House bill would ban BPA in food, beverage packaging
It seems like everyone and their mother knows about the risks associated with bisphenol A in baby bottles and hard plastic water bottles. Okay, so maybe they don't know the specifics. Recently, while trying to explain what I do to a new acquaintance, I got a blank look until I said "that chemical in water bottles" -- then the lightbulb went off. "Oh, the Nalgene thing! Yeah, I tossed mine and got a metal one."
Anyway, all the media attention to plastic reusable drink containers has been a little perplexing for those of us at Enviroblog HQ. It's not that the risk of BPA in baby bottles is negligible, but it's minor compared to the potential exposure from canned infant formula. Like all other food cans, formula cans are lined with a BPA-based epoxy resin that leaches into formula, under normal use, at considerably higher levels than BPA from baby bottles. And what's really important is the combined dosage, day in and day out as infants develop.
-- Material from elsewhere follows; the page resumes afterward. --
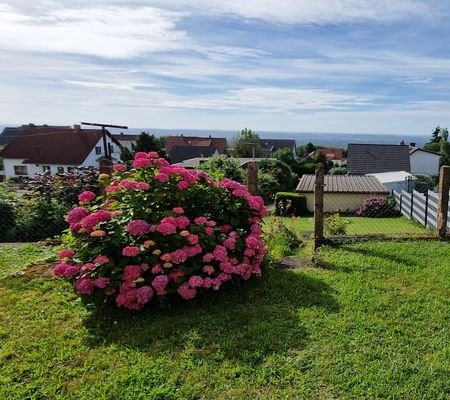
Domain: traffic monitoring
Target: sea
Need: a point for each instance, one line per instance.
(328, 139)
But a new bill, brought to the House yesterday by Rep. Edward Markey (D-MA), would ban BPA from food and drink containers, including canned infant formula. The ban would affect all canned foods, including prepared foods like soup and pasta which EWG tests found to contain some of the highest levels of BPA. FDA estimates that 17 percent of the US diet is comprised of canned food.
A bill addressing BPA in the Senate would ban the chemical from children's products -- another important step, considering potential exposures from toys, pacifiers and teething instruments that young children put in their mouths. The Senate bill, however, doesn't address food and drink containers. Since many babies are fed canned vegetables starting from 6 months to a year of age, it hardly makes sense to address one and not the other.
Of course, given that there are literally no safety standards for BPA, any legislation at all regulating its use is a significant step forward.